User Guide    Editing PDFs    OCR (Optical Character Recognition)

OCR (Optical Character Recognition)

Using OCR in PDFpen

OCR (Optical Character Recognition) is the process of converting a bitmap image of text (like a scanned document) into text that can be selected, copied, and searched by PDFpen and other text editing software. Once the text has been recognized by OCR, it is placed on an invisible layer above the image of the text that you can see. When you copy text, the text is copied from this invisible OCR layer. OCR technology will not produce a perfect rendering of the bitmapped text. You will need to proofread and edit the text that results from OCR.

Automatic OCR

  1. Open a scanned PDF in PDFpen.
  2. An alert box opens with the message:
    "This document appears to be scanned. Would you like to perform optical character recognition (OCR) on it? OCR will allow you to select the text."
  3. You have three options:
  • Cancel: No OCR will be performed.
  • OCR Page: OCR will be performed on the current page.
  • OCR Document: If your document has multiple pages, OCR will be performed on all of the pages.

Pick which languages are recognized by OCR in Preferences > OCR. (User Preferences).

While PDFpen is performing the OCR, a progress bar will appear.
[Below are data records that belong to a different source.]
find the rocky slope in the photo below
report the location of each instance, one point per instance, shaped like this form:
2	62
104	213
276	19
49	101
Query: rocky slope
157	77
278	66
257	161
The operation can take a few seconds or much longer, depending on the size and contents of the scanned document.

Manual OCR

To perform OCR manually, choose Edit > OCR Page. PDFpen commences to perform the OCR operation and the progress bar appears.

Forcing OCR

PDFpen looks at the document and if it sees one image the size of a page, it assumes that the document is a scan and automatically offers to perform OCR. In some cases, PDFpen may not recognize a scanned document. Under the Edit menu, OCR Page will be grayed out and unavailable to select.

  1. Hold down the Command and Option keys together.
  2. Choose Edit > OCR Page from the menu.

Batch OCR

(Advanced feature of PDFpenPro). See Batch OCR.

Tips to Improve the OCR Results

  • The quality of the original document affects the quality of the OCR performance. Crisp, clean originals with clear text will produce much better results than crumpled, faded photocopies.
  • Place your original document on the scanner as straight as possible. If you have a scanned page that is not straight, you can "deskew", or straighten, the image in PDFpen by choosing Edit > Deskew and Adjust Image
  • Increase the contrast of your scanned document so that the background is as white as possible. You can adjust the contrast of the image by choosing Edit > Deskew and Adjust Image

Dictionaries and OCR

Medical and legal dictionaries are included in PDFpen’s OCR engine to improve the quality of OCR output for scanned documents by recognizing words specific to the medical and legal professions. This feature is built-in, so there is no need to turn on or adjust any setting. If you choose to edit OCR text, misspelled words for the selected text may be displayed with a red squiggly underline.